Nouveau coup de tonnerre dans l’affaire de mœurs qui secoue le Djoloff. Après avoir initialement nié les faits, l’acteur politique et comptable Matar Ndiaga Seck a finalement craqué lors de ses auditions à Linguère, livrant des aveux détaillés sur son parcours. Présenté ce lundi matin devant le juge d’instruction du Tribunal de Grande Instance (TGI) de Louga, le quinquagénaire a été officiellement inculpé et placé sous mandat de dépôt.
Le verdict du jour : Première nuit en prison à Louga
Le feuilleton judiciaire a franchi une étape décisive ce lundi 18 mai 2026 :
- L’inculpation : Déféré par le commissariat urbain de Linguère, Ndiaga Seck (51 ans) a été entendu par le magistrat instructeur pour des faits présumés d’actes contre nature.
- L’incarcération : Le juge a ordonné son placement immédiat sous mandat de dépôt. L’homme politique a été acheminé à la prison centrale de Louga où il a rejoint sa cellule.
Les minutes de l’audition : Du déni aux aveux complets
Face aux preuves numériques issues d’une première exploitation sommaire de son téléphone portable, le suspect a choisi de « vider son sac » sur procès-verbal. Les détails de ses déclarations retracent son basculement et sa trajectoire personnelle.
Les origines et le premier passage à l’acte
Ndiaga Seck a expliqué aux enquêteurs s’être installé à Ziguinchor chez sa grand-mère paternelle après le divorce de ses parents alors qu’il était enfant. C’est dans cette localité qu’il dit avoir développé des attitudes efféminées et des premiers attouchements sans passage à l’acte avec des jeunes de son âge.
Ses véritables débuts dans le milieu homosexuel remontent à la fin de ses études universitaires, entre 1998 et 1999 :
- La rencontre au Méridien : Via un site de rencontres amicales dans un cybercafé, il entre en contact avec un homme métis basé en France.

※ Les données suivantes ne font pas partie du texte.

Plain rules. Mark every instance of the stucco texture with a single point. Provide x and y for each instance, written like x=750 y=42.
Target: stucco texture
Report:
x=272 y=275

Lors d’un voyage de ce dernier au Sénégal, logé à l’époque à l’hôtel Le Méridien Président, les deux hommes passent à l’acte. Le prévenu a précisé qu’il était le « sujet actif ».
- L’engrenage : Par la suite, une seconde relation suivie avec un certain Papis Camara l’introduit définitivement dans le milieu, l’amenant à recevoir de multiples partenaires à son domicile.
La ligne de défense : Le repentir et le pèlerinage
Pour tenter d’alléger sa responsabilité, le responsable politique a fermement soutenu avoir entamé une démarche de repentir bien avant son arrestation :
- Il affirme avoir définitivement tourné la page de ces pratiques.
- Il a mis en avant son attachement à la religion, confiant s’être rendu à La Mecque à plus de trois reprises.
- Il a réitéré sa version selon laquelle ses contacts récents avec des membres du milieu visaient uniquement à les « sensibiliser ».
Une dizaine de partenaires balancés, la Cybersécurité saisie
L’enquête est loin d’être close et s’annonce dévastatrice pour le réseau d’amants du suspect :
- Noms et numéros livrés : Au cours de ses confessions, Ndiaga Seck a formellement dénoncé une dizaine de ses partenaires, fournissant aux enquêteurs leurs identités complètes ainsi que leurs numéros de téléphone.
- L’expertise de la DSC : Son téléphone portable, placé sous scellés, a été transmis à la Division spéciale de cybersécurité (DSC) à Dakar. Les experts en criminalité numérique vont procéder à une extraction approfondie des messages, des applications de messagerie et des historiques d’appels pour identifier l’ensemble des ramifications de ce dossier.